Pages

Tuesday, January 31, 2012

Set the Slice on your SSAS Cube Partitions now!

I am pretty sure that most of you would have heard or read about this at least once in your SSAS career, but how many of you actually do set slices for your partitions? Well, I am also guilty of the charge and seldom did set slices till a recent issue.

1 Setting slice in SSAS cube partitions

Situation : Duh, that’s strange!
It’s a sunny day in Charlotte and I was just playing around with SQL Server Profiler for learning some performance tuning stuff. I executed this simple MDX query on the sample Adventure Works DB for some purpose which is beyond the scope of this post -

select {[Measures].[Internet Sales Amount]} on 0,
{[Ship Date].[Calendar].[Month].&[2008]&[4]} on 1
from [Adventure Works]

Now while I was going through the Profiler trace, I noticed something strange – three partitions (2005, 2006 and 2008) were being read while I expected just one partition (for 2008) to be read as my query just had April 2008 on the rows.

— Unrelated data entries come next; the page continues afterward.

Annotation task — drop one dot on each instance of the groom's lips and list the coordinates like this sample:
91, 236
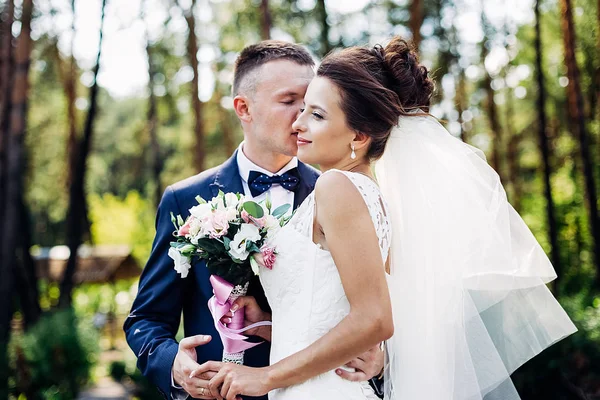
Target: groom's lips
301, 141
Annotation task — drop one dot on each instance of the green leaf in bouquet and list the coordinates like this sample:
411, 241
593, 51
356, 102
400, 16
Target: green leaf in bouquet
252, 247
210, 245
200, 200
187, 249
254, 209
281, 210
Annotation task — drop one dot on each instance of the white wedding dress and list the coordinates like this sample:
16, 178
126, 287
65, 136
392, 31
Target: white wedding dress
467, 277
307, 297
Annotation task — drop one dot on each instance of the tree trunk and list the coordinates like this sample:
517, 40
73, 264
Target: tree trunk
26, 274
491, 109
461, 106
265, 20
417, 15
6, 21
13, 189
227, 129
77, 200
514, 139
6, 67
596, 108
576, 113
152, 125
321, 11
545, 149
197, 106
70, 88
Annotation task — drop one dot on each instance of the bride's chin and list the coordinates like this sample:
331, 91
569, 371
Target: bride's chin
306, 156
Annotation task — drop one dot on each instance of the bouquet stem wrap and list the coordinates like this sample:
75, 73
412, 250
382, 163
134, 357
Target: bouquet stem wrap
234, 343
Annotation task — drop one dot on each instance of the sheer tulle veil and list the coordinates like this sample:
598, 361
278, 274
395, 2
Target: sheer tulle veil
467, 277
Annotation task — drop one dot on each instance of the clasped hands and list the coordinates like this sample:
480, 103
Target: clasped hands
218, 380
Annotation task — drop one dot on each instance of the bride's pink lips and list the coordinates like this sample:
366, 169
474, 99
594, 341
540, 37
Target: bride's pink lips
302, 141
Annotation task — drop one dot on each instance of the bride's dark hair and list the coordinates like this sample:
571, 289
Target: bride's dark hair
377, 85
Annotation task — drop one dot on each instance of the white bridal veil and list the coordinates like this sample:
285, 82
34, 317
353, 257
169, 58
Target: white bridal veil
468, 278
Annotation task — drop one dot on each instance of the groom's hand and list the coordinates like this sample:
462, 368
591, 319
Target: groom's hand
186, 362
367, 366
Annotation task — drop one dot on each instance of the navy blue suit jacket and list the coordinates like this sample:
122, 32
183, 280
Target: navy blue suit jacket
163, 295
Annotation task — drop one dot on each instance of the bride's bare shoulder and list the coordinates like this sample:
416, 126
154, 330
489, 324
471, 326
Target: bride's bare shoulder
335, 191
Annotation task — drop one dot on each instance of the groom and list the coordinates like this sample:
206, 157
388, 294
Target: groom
270, 81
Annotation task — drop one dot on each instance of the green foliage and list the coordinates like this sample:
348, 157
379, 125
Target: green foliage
123, 221
53, 359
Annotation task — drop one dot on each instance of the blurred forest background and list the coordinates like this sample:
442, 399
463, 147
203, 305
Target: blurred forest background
103, 103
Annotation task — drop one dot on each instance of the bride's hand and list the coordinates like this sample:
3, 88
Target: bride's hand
252, 314
233, 380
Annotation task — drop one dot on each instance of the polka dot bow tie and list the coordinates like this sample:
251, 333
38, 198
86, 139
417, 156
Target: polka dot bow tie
260, 183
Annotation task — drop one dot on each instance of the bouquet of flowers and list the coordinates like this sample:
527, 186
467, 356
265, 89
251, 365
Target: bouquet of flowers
230, 233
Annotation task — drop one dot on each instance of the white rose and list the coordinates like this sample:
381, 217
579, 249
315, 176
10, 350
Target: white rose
231, 214
218, 203
231, 200
201, 210
272, 225
195, 227
254, 265
182, 263
237, 247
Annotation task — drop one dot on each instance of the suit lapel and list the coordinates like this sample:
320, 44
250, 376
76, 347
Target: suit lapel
228, 178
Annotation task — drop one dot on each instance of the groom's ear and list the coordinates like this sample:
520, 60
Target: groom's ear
242, 108
361, 140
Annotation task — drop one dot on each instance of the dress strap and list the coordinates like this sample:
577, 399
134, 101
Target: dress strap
376, 205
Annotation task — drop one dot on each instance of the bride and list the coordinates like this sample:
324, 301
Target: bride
457, 292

2 Multiple partitions being read in Profiler trace
Now, for people who are not familiar with Adventure Works cube, there are four partitions for the Internet Sales measure group, one for each year from 2005 to 2008 as shown below -

4 Partitions in Internet Sales Measure Group

I decided to take a detour from my actual purpose to investigate this issue.

Debugging : Need to dig up that grave!
I was aware that SSAS partitions generate automatic data slicers for each partition and these information are present in the info.*.xml file of the partition data file (you can find them usually at C:\Program Files\Microsoft SQL Server\MSAS10_50.MSSQLSERVER\OLAP\Data folder followed by the cube, measure group and partition name if you haven’t changed the default settings. Note that I am using SQL Server 2008 R2). I decided to have a look at these three partition data files.

4 Partition autimatic data slices

As seen above, there was clearly a difference between the partitions of 2005 / 2006 and 2008 (which are having the names Internet_Sales_2001.0.prt / Internet_Sales_2002.0.prt and Internet_Sales_2004.0.prt. These names are the partition IDs and can be seen in the ID property of the partitions)

5 Partition ID property

It seemed like the auto-slices were not getting created for the 2005 and 2006 partition while it was being done for the 2008 partition. This was further confirmed on opening and inspecting the info.*.xml file with notepad.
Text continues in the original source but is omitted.